I'll tey later looks like the pic hosting site is down right now.
I'll tey later looks like the pic hosting site is down right now.
#3
Senior Member
Yes, wire for armatures has a very tough insulation on it. You need to sand/scrap it off and clean wire with carbon tetrachloride or similar solvent before trying to solder it.
#4
Thread Starter
Senior Member
Ok yes thanks, shame it won't work for me as it's a good looking roll of wire just the right diameter. It's would be pretty painstaking to try and strip off the coating.
#7

My Feedback: (2)
Joined: Jun 2004
Posts: 4,045
Likes: 0
Received 2 Likes
on
2 Posts
From: Sailing in the Eastern Caribbean
Use tinned copper wire also known as bus bar wire and acid flux. You get results that look like this [link=http://www.rcuniverse.com/forum/fb.asp?m=8468502]clicky[/link]
#8
Banned
"Use tinned copper wire also known as bus bar wire and acid flux"

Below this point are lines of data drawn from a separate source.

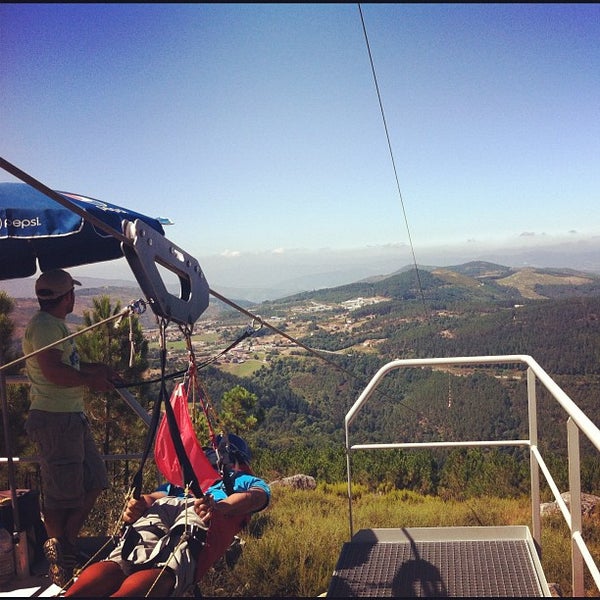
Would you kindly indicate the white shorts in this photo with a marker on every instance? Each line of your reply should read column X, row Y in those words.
column 168, row 515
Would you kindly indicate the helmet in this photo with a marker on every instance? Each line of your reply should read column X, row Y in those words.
column 238, row 449
column 211, row 455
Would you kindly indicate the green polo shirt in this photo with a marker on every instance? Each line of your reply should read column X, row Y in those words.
column 43, row 330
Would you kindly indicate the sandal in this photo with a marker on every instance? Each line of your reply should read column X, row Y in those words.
column 62, row 559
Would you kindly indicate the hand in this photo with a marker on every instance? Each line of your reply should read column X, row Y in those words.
column 204, row 507
column 134, row 510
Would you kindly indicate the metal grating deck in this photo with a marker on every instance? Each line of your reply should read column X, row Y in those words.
column 437, row 562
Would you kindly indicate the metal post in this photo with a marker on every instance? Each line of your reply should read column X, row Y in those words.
column 536, row 518
column 575, row 490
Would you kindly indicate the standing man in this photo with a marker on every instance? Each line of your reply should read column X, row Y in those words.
column 72, row 470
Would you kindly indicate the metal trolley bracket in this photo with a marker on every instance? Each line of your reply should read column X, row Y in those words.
column 149, row 249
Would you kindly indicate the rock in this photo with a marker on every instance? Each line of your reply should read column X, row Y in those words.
column 589, row 505
column 296, row 482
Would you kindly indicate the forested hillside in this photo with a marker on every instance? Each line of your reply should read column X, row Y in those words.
column 461, row 312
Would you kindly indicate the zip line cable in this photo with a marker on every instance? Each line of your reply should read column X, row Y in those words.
column 387, row 135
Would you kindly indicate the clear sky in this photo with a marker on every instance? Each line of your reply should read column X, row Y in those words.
column 256, row 127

Tinned copper wire definitely: acid flux, never. Plumbers flux and clean is sufficient, and much less likely to corrode in the future.
Les
Tinned copper wire definitely: acid flux, never. Plumbers flux and clean is sufficient, and much less likely to corrode in the future.
Les
#9
Senior Member
Never use acid flux unless you take exceptional care in thoroughly cleaning off all flux residue after soldering or you will soon have a badly corroded part. Wash with a basic solution such as soda water and scrub well.
#10
It’s a mechanical joint so acid flux is ok just wash it clean after your done. Copper is a poor choice for wrapping piano wire it’s the weakest link in the joint. Instead I use 16, 17, 18 or 19 gauge tie wire or mechanics wire in either black steel for stove pipe repair it also comes in galvanized. When you wrap it tight it will hold everything in place and allow you to make final adjustments before soldering. You need a soldering iron with a large tip so it holds the heat when in use soldering guns and small irons will melt the solder but might not tin all the surfaces. Sand everything to be soldered until bright that includes the wrapping wire before you wrap. If done right the solder will wick down thru the whole joint and remain shiny after solidifying. These are pictures of a 20 year old Lazy Ace done this way. Painted or unpainted as long as you clean the joint well there is no corrosion. Never had any of them let go either and this is used as a glider tug and on floats so it has had some pretty rough usage. These heavy duty soldering irons work better than an open flame I found mine for $29 its the large heating element that allows you to solder large joints http://www.amazon.com/Weller-SP175-1.../dp/B00002N7S4 I also swear by Staybright low temp silver solder. Most hobby shops sell it in this size.
#13
Banned
"It’s a mechanical joint so acid flux is ok just wash it clean after your done."
And just how does one be certain to wash it clean inside, under, all the wire wrap. That technique assumes that the solder flow fills ALL gaps and voids, but with no method of inspection, one never knows.
Les
And just how does one be certain to wash it clean inside, under, all the wire wrap. That technique assumes that the solder flow fills ALL gaps and voids, but with no method of inspection, one never knows.